La proposition de loi sur la réforme de la prescription en matière pénale sera examinée aujourd’hui à l’Assemblée nationale en seconde lecture. [...]
Désormais en dernière ligne de la procédure parlementaire, ce texte entend allonger considérablement les délais de prescription en matière d’abus de liberté d’expression commis sur Internet.
Sur les services de communication au public, l’action publique et l’action civile pour des infractions comme la diffamation ou l’injure « se prescriront par une année révolue » expose l’article 3 de la proposition. Pour comparaison, ce délai est aujourd'hui de trois mois.
Les sénateurs, à l’origine de cette adjonction, ont réservé néanmoins une hypothèse taillée pour ménager la susceptibilité des journaux édités sur papier : si le même contenu en ligne est reproduit également sur support papier, alors on en restera au délai abrégé.
Les députés Isabelle Attard, Noël Mamère, Sergio Coronado ou encore Laurence Abeille s’opposent à un tel régime : selon eux, « rien ne justifie » un tel allongement. Surtout, il s’agace de « cette tendance à considérer l’usage d’internet comme une circonstance aggravante pour de nombreux délits ». [...]
Toujours dans leur exposé, ils estiment lorsqu’une personne est victime de diffamation, il lui sera « infiniment plus aisé de l’apprendre si un service de communication au public en ligne a été utilisé, que par une publication papier. En effet, un moteur de recherche couplé à un système d’alerte permet d’être averti très régulièrement d’une nouvelle publication.
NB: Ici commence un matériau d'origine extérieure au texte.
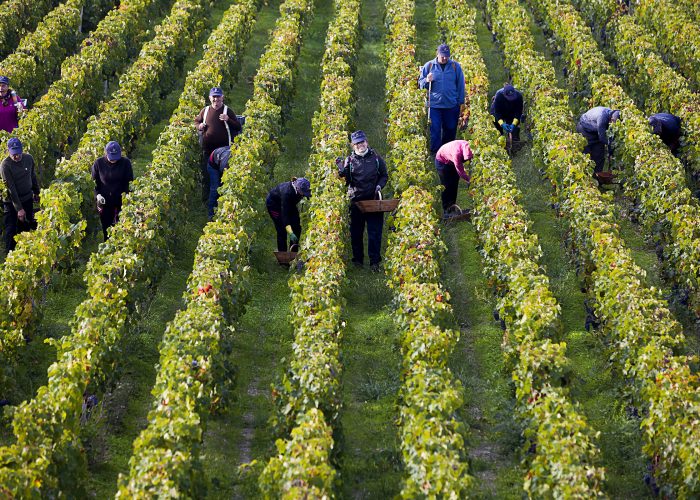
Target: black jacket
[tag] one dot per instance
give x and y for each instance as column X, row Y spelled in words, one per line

Alors que surveiller toutes les publications papier de tout le pays pour repérer une éventuelle infraction est quasiment impossible ».
Dans leur grille de lecture, cette prescription différenciée serait d’ailleurs peu en phase avec la jurisprudence du Conseil constitutionnel, spécialement sa décision 2004‑496-DC qui n’admet pas « de trop grandes différences de régime entre presse papier et numérique en matière de délai de prescription », expliquent-ils. Conclusion : « Il apparaît donc inutile de prolonger le délai de prescription en cas de commission d’infractions par l’intermédiaire d’un service de communication au public en ligne ».
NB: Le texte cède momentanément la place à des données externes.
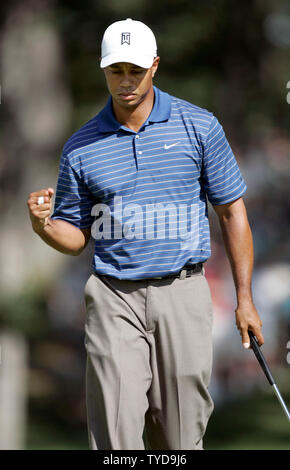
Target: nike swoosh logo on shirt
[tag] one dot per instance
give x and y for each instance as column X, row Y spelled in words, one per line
column 169, row 146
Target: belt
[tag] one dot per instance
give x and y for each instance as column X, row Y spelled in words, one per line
column 186, row 271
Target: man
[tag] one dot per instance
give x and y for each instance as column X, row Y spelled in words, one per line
column 137, row 177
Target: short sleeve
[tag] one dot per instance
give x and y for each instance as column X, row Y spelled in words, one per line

Autre député à avoir déposé un amendement de suppression, Patrick Bloche, le président de la Commission des affaires culturelles. [...]
« Internet change tout. Il n’y a pas de prescription de l’information ! C’est un problème majeur » a rétorqué en séance le député Lellouche, affirmant que si Internet avait existé en 1881, la loi qui porte ce nom aurait été tout autre. Le député LR a par ailleurs condamné le lobbying mené par les syndicats de journalistes sur les parlementaires. Analyse partagée par le rapporteur, Alain Tourret : « Nous savons à quel point les députés s’assujettissent à la presse ! ». Quelques minutes plus tard, Cécile Duflot leur rappellera que « la liberté de la presse, c’est un fondement de la démocratie. Non le fruit d’un lobby professionnel ! »
Si les discussions autour de ces questions ont été longues, c’est aussi en raison de la dramaturgie parlementaire. Un vote de cet amendement conduit à relancer la navette vers le Sénat où, à coup sûr, l’article sera à nouveau réintroduit. En comptant les phases d’arbitrage puis du dernier mot accordé aux députés, la crainte est que le Parlement ne puisse légiférer d’ici la fin de la session parlementaire. D’autant que les grands rendez-vous électoraux attendus d’ici mai risquent de plonger la proposition de loi aux oubliettes.
Or, ce texte contient bien d’autres articles, particulièrement celui doublant la prescription du droit commun des délits et des crimes, outre d’inévitables mesures antiterrorisme. Voilà pourquoi Alain Tourret avait joué sur la corde sensible : « Si vous votez cet amendement, la loi tombe », invitant les députés à voter conforme puis saisir au besoin le Conseil constitutionnel.
Finalement, l’intervention du ministre de la Justice a planté l’ultime clou dans le cercueil de la prescription allongée dans la loi de 1881. Jean-Jacques Urvoas a pris l’engagement en séance d’utiliser « tous les moyens pour que l’Assemblée soit à nouveau saisie » dans les temps, avant la fin de la session. À la tête du groupe socialiste de l'Assemblée nationale, Olivier Faure a promis pour sa part que son groupe laisserait une place dans le calendrier qui lui est réservé. Et, en cas d’impossibilité, « alors je demanderai que nous puissions étendre la session après le mois de février ».